Briefly Deep and Meaningful

I read some short pieces of writing by Ross Gay, Chris Cluff, and Elizabeth Acevedo; their voices are still with me now and while what I have read by each author is but a brief glimpse into the human experience, the words are so deep that I need space and time to hold and understand their meaningfulness.

In many ways, this has been the case with lines from Shakespeare which cling to me like summer’s sweat, or poems whose rhymes continue to shift in depth and breadth under my skin. I’ve been thinking about some of the deep and meaningful lessons of identity and what we willingly select as “core texts” in the classroom, and I’m looking for ones which convey a range of emotions and ones that represent rich identities, ones other than my own. These three were appetizers to a massive feast of thought and reflection this week.

Chris Cluff posted this image of visual-verbal prose-poetry. I love how his posts defy classification in form and content. He leaves you with thoughts unconfirmed, in a state of wonder. Yet, it seems to me that the brevity of Twitter may obscure these potential morsels of richness. I thought deeply about the meaning of “white noise”, how sometimes these poetic pauses encapsulate such an enigmatic range of ideas. I cannot say for sure what he intended here, but I thought about this brief post for a long time reading it through the lens of my own experience.

And then a post by Vicky Mochama led me to an episode of the podcast, Code Switch, called “Hold Up! Time for an Explanatory Comma”. The hosts of the episode discuss the dilemma of pausing to explain something that a White audience might not understand that a BIPOC audience typically does understand. They debated the need to provide the brief explanatory pause as it “speaks to who is valued or centred in the conversation”. The problem is that White supremacy is at play here and Black culture or Brown culture or othered cultures which have all sorts of references known internally need to provide explanations for White people to understand. They make is clear that they don’t really mean “all White people” but that “White people is slang” for what we are all being force fed by the overarching whiteness where “everything is filtered through a white lens” from history to English to Science. They want to reach an audience, a wide audience, but the “double-consciousness” is revealed in the pause.

This got me thinking about the often stated rationale for teaching Shakespeare as students will “need to understand” the many cultural references to the Bard, there would be no need for the explanatory comma, or that his plays contain “universal themes” which defy cultural classification. I had once felt this, but now I wonder what “everybody should know” and what double-consciousness for a White person might feel like. I’m not sure that I know enough about this, yet.

I am having a hard time with sustained reading and writing these days, and it appears from Twitter, that I’m not alone.

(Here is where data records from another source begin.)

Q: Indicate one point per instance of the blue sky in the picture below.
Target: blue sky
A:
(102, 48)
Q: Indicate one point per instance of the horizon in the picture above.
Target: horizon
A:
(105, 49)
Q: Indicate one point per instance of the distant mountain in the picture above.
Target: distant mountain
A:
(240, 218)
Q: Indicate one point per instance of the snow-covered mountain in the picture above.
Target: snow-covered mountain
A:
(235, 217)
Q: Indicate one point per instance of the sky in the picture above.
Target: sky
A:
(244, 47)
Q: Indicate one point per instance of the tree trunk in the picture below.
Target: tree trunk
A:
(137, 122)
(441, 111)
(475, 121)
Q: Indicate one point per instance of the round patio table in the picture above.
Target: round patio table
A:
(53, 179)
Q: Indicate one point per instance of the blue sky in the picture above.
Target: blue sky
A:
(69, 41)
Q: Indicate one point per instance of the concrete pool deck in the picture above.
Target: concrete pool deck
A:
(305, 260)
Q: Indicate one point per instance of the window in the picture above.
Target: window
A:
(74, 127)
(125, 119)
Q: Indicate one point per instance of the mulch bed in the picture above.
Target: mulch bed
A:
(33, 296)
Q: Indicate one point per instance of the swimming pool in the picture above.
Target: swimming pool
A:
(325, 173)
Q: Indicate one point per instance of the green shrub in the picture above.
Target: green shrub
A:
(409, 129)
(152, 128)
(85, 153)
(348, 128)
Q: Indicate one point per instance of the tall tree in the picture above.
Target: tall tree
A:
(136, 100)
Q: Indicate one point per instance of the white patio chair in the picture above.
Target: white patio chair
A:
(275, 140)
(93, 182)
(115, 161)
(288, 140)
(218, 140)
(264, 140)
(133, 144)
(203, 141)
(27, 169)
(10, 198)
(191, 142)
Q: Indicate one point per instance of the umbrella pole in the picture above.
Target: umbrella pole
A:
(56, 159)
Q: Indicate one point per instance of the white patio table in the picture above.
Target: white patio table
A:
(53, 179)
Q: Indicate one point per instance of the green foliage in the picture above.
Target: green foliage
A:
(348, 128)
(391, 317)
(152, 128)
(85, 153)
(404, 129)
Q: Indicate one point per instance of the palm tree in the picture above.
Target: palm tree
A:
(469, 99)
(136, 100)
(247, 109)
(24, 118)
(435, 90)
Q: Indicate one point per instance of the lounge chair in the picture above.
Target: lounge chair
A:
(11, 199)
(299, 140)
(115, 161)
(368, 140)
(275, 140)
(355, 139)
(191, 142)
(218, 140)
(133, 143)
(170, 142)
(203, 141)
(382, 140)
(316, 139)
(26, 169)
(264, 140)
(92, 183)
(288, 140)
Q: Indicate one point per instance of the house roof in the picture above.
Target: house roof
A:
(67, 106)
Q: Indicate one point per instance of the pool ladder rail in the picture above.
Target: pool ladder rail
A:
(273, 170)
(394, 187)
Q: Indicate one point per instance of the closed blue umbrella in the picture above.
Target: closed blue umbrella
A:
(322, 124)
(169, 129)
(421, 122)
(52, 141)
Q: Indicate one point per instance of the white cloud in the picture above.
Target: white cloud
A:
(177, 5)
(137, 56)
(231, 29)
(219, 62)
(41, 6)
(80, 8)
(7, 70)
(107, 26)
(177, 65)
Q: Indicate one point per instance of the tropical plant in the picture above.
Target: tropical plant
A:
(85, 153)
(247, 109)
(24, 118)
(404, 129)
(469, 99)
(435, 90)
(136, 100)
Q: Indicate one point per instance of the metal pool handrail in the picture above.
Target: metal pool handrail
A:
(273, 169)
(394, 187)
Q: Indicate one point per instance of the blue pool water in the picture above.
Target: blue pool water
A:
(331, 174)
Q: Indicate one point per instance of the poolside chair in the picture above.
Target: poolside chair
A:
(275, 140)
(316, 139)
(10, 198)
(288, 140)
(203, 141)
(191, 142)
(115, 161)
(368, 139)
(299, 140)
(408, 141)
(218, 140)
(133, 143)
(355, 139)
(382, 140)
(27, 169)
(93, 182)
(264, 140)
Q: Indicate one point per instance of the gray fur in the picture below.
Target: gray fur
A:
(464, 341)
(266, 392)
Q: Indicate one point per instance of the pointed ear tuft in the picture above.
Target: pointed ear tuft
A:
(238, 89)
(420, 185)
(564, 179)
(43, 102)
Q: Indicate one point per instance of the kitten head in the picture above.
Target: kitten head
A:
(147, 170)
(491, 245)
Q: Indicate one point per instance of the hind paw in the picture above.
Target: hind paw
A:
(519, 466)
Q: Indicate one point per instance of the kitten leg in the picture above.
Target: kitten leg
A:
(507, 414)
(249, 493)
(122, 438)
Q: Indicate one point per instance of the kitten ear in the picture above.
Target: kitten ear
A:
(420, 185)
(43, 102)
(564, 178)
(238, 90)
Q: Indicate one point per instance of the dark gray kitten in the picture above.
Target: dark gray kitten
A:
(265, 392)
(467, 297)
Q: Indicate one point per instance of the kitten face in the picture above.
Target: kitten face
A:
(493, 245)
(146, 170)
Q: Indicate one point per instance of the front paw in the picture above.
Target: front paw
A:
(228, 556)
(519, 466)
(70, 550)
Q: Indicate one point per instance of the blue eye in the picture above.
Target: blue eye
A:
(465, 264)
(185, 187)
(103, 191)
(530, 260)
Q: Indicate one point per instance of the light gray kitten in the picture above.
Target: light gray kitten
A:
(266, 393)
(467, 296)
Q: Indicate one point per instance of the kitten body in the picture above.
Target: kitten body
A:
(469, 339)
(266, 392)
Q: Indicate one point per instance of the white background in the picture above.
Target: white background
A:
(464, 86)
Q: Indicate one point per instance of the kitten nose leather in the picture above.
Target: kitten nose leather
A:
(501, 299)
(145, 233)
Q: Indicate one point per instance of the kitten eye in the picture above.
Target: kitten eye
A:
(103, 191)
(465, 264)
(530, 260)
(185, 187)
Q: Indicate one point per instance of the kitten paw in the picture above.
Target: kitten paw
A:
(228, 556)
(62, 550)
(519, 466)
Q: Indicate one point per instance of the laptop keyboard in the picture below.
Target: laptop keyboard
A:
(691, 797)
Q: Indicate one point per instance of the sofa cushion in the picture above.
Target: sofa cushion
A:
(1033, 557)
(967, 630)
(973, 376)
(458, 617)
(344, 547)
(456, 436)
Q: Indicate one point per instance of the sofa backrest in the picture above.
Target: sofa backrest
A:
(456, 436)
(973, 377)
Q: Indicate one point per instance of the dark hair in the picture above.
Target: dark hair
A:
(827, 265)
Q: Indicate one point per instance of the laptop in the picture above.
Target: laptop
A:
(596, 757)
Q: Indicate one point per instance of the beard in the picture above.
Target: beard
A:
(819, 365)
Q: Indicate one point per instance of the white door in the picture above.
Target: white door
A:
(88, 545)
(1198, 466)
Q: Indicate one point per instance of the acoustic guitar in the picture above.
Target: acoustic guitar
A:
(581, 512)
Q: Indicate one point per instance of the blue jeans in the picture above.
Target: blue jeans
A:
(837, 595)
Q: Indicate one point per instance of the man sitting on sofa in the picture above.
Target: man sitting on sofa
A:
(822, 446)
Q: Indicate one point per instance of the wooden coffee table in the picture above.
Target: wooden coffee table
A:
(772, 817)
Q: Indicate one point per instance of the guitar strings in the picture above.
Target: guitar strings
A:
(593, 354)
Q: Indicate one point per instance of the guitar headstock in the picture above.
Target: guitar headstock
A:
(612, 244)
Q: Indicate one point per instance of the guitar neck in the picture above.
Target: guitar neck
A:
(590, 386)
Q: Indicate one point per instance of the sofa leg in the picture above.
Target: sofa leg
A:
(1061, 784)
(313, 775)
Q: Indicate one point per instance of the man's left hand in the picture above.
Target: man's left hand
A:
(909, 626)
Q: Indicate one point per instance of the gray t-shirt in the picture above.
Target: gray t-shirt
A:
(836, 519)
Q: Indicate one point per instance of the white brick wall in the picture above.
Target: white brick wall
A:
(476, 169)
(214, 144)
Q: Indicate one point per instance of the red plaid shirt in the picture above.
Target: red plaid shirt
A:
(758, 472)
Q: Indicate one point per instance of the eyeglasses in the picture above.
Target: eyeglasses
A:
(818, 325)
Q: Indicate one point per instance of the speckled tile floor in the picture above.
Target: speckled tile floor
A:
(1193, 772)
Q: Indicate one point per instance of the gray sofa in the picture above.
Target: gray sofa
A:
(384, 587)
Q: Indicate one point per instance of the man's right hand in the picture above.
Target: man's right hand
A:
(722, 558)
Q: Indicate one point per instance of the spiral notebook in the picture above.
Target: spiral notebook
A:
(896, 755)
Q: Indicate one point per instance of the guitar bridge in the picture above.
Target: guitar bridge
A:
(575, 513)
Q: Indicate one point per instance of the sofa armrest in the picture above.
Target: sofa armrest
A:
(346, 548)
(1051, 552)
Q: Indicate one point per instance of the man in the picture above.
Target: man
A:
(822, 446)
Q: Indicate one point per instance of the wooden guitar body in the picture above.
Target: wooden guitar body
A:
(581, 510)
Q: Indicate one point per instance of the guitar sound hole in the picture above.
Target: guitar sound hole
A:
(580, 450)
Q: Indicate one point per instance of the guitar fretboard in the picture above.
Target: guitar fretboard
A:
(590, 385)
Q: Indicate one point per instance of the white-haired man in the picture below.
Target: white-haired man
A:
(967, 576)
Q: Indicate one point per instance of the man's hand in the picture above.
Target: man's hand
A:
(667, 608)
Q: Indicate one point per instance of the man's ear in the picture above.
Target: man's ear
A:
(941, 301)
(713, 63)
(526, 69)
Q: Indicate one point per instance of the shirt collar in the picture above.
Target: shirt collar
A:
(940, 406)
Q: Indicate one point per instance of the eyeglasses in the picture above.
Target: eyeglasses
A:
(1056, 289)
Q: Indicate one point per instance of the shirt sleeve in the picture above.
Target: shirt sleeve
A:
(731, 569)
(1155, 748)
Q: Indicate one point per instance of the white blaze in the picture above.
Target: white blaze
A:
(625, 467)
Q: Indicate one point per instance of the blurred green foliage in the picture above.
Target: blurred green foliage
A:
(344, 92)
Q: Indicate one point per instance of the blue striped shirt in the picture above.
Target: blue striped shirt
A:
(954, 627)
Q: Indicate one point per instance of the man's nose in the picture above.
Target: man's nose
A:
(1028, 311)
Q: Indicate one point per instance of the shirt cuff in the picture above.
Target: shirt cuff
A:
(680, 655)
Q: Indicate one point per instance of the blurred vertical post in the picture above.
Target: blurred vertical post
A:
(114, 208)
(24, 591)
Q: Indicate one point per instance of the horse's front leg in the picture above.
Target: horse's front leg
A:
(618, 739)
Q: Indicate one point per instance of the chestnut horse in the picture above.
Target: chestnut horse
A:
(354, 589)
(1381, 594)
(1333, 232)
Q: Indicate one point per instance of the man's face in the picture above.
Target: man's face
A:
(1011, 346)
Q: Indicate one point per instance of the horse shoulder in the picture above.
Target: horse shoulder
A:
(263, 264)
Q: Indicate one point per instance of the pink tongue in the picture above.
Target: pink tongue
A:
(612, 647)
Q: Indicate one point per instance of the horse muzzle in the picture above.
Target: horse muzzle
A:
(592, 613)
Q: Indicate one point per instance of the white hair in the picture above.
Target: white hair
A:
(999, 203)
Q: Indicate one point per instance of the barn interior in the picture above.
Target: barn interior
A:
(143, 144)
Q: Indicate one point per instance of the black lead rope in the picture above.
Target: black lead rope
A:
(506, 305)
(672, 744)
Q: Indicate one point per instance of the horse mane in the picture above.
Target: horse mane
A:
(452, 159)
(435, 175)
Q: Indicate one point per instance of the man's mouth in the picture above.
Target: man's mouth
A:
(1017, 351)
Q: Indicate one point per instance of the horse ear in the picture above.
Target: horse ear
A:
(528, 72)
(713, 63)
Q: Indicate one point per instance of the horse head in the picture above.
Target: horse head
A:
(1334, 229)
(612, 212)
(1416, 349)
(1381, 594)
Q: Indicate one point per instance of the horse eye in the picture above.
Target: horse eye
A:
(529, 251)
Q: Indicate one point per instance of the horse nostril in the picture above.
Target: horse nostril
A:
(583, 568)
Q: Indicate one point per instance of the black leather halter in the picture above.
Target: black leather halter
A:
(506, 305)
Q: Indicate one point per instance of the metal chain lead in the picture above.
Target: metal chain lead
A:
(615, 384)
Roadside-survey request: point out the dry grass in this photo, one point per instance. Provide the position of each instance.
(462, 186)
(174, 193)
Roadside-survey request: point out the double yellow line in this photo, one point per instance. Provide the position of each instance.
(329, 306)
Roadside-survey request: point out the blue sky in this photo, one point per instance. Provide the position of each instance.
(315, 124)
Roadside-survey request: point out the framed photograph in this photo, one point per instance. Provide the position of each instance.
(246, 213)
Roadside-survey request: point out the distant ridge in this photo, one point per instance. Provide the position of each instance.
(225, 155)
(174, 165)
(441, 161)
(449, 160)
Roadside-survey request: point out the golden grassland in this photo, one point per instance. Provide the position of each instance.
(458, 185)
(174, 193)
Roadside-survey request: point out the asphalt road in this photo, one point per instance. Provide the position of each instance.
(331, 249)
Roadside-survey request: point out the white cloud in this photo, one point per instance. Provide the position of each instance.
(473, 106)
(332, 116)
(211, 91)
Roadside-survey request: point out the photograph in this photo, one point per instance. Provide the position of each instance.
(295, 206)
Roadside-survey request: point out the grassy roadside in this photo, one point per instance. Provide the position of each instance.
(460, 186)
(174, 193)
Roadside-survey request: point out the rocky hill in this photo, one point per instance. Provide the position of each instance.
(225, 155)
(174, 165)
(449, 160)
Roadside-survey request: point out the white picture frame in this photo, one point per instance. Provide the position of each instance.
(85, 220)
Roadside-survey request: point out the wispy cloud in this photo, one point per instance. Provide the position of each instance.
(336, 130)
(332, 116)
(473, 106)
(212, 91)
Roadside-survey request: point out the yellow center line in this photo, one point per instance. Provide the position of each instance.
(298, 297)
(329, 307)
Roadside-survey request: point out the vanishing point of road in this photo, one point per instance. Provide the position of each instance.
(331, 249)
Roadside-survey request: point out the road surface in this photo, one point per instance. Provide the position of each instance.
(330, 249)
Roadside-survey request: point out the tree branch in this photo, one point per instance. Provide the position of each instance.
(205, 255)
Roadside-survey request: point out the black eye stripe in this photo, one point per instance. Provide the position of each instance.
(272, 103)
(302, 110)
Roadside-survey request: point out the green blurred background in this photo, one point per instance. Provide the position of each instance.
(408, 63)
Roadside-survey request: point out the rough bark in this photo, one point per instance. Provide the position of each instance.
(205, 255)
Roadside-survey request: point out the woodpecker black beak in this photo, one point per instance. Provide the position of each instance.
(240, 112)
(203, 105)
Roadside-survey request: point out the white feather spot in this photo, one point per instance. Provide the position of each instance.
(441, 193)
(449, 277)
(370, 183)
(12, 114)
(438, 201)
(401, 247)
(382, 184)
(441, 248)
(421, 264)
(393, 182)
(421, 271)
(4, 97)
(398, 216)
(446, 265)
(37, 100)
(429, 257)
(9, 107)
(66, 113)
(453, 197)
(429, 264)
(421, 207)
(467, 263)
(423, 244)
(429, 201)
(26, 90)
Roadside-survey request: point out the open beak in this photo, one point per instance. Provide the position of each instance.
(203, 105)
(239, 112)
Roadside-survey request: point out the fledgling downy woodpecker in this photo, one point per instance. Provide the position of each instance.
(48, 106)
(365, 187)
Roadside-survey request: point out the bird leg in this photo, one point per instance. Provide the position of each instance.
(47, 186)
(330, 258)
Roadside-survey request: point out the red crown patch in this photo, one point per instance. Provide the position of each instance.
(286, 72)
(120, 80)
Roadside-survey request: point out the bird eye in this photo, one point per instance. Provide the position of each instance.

Maybe the unsustained reading is really just sustained thinking. Maybe what is brief requires time and space and sustained thought to develop into something meaningful. I hope so.


4 thoughts on “Briefly Deep and Meaningful

  1. I love your imagery in the second paragraph and all the thinking and wide reading you are doing. I appreciate the question that maybe dictating what cultural references people should know does privilege one group (whites) above all others’ experiences.I think what you are reading and processing is inspiring deep thoughts.

    Liked by 1 person

  2. Thank you, Kathleen. The issue of equity has gained such significance and it feels pressing enough that many Slicers are considering. Thank you for supporting this writing group which helps us share and process.


  3. It is incredibly hard to think about what we do teach, what we should teach, what we can teach, what we will teach. Again and again I have been moved to reshape my thinking this summer – and I am left in a quandary. This post encapsulates that space very nicely.